When testing different translation models to pick the best one.
When improving a chatbot's language by checking its responses against correct answers.
When comparing summaries or paraphrases generated by a computer to original texts.
Syntax
NLP
from nltk.translate.bleu_score import sentence_bleu

reference = [['this', 'is', 'a', 'test']]
candidate = ['this', 'is', 'a', 'test']
score = sentence_bleu(reference, candidate)
print(score)

The reference is a list of correct translations (each is a list of words).

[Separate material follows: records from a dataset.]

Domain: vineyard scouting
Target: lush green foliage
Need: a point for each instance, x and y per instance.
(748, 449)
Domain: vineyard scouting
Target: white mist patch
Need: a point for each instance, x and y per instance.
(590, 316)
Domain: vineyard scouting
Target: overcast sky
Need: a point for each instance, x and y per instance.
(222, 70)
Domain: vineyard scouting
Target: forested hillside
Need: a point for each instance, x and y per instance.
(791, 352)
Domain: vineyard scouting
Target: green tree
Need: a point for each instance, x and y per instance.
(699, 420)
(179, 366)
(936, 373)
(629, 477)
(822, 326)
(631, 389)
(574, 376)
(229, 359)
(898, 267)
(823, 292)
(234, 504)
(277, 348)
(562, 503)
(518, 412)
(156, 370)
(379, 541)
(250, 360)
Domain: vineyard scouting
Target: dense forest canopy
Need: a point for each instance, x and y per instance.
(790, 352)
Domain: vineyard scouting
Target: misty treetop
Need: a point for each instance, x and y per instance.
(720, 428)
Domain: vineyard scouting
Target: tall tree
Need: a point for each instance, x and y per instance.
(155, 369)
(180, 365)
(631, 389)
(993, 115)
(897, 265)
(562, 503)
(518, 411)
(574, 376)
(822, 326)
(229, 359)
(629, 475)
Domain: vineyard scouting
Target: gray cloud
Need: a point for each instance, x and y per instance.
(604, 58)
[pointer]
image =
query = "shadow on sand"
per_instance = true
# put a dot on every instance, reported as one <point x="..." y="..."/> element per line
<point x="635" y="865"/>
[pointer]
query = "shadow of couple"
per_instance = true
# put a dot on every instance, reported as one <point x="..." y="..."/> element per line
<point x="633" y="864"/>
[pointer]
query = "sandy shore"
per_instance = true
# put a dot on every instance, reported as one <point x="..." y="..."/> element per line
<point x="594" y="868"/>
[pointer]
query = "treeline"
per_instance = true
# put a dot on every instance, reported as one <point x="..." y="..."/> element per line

The candidate is the machine's translation (a list of words).

Examples
Compare a candidate sentence with one reference sentence.
NLP
reference = [['the', 'cat', 'is', 'on', 'the', 'mat']]
candidate = ['the', 'cat', 'sat', 'on', 'the', 'mat']
score = sentence_bleu(reference, candidate)
print(score)
Compare candidate with multiple reference sentences.
NLP
references = [['this', 'is', 'a', 'test'], ['this', 'is', 'test']]
candidate = ['this', 'is', 'a', 'test']
score = sentence_bleu(references, candidate)
print(score)
Sample Model

This program calculates the BLEU score between one human reference and one machine candidate sentence. It shows how close the machine's sentence is to the human's.

NLP
from nltk.translate.bleu_score import sentence_bleu

# One reference translation
reference = [['the', 'quick', 'brown', 'fox', 'jumps', 'over', 'the', 'lazy', 'dog']]
# Candidate translation from machine
candidate = ['the', 'quick', 'brown', 'fox', 'jumped', 'over', 'the', 'lazy', 'dog']

# Calculate BLEU score
score = sentence_bleu(reference, candidate)

print(f"BLEU score: {score:.4f}")
OutputSuccess
Important Notes

BLEU score ranges from 0 to 1, where 1 means perfect match.

BLEU uses matching of small word groups (called n-grams) to compare sentences.

Shorter candidate sentences may get lower scores even if correct.

Summary

BLEU score measures how close a machine translation is to human translations.

It compares words and word groups between candidate and reference sentences.

Higher BLEU means better translation quality.